Craig Chepke, MD, DFAPA: When the NMDA receptor that’s on that GABA interneuron is antagonized, it tends to lead to an increase of glutamate, and that glutamate is directed then to the AMPA receptor. So it’s actually increasing the amount of glutamate that gets to the AMPA receptor, and then the downstream changes from there is where kind of the magic happens. We’ve got theories, but it’s very complicated. BDNF [brain-derived neurotrophic factor] comes into play here…. The BDNF then gets released from the postsynaptic neuron, which is contrary to what most of us were taught in school, that we always release neurotransmitters from the presynaptic neuron.
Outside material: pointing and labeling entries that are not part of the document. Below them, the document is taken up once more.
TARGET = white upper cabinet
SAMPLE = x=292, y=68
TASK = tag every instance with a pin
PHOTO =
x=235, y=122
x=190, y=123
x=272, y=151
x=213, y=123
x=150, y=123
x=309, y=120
BDNF is released postsynaptically, binds to the TrkB [tyrosine receptor kinase B], and then from there it goes down into the mTOR [the mammalian target of rapamycin], and mTOR we think may be the final common pathway to then go on and stimulate the neuroplasticity from there. So it all comes around in a circular nature, but eventually leads down into mTOR, and then that’s where we think we see the neurogenesis starting.
Greg Mattingly, MD: The exciting part of our field right now is I’m listening to Craig talk. We have medicines that are currently being studied, you’re studying them as well, Gus, that hit each and every one of those pathways. So we have NMDA receptor modulators. We already have them there, but there’s other ones in development. We have AMPA receptor modulators. We have mTOR receptor modulators. We have TrkB receptor modulators, but that’s all they do and we’re testing them in a variety of mental health conditions right now.
Gus Alva, MD, DFAPA: You can’t also not speak about the inactivation of different things like GSK3 [glycogen synthase kinase 3] and other things that might be tied in with inflammatory responses, which we know are going to be harmful for the brain as well. So it’s really an interesting interplay because it sounds like a simplistic situation, but it’s quite complex. But it also offers the opportunity for additional targets down the line, as Greg makes mention [of] right now. And it’s an exciting time to be in this field right now. The fluidity allows us the opportunity to be able to actually do a bit more for our patients. And the interesting thing is just discovery, right? Who’d have thunk it? But, [from the] 1980s, moving from an amino acid to now, again, a neurotransmitter, main excitatory neurotransmitter, which is what we’re speaking about right now.
Transcript was AI-generated and edited for clarity.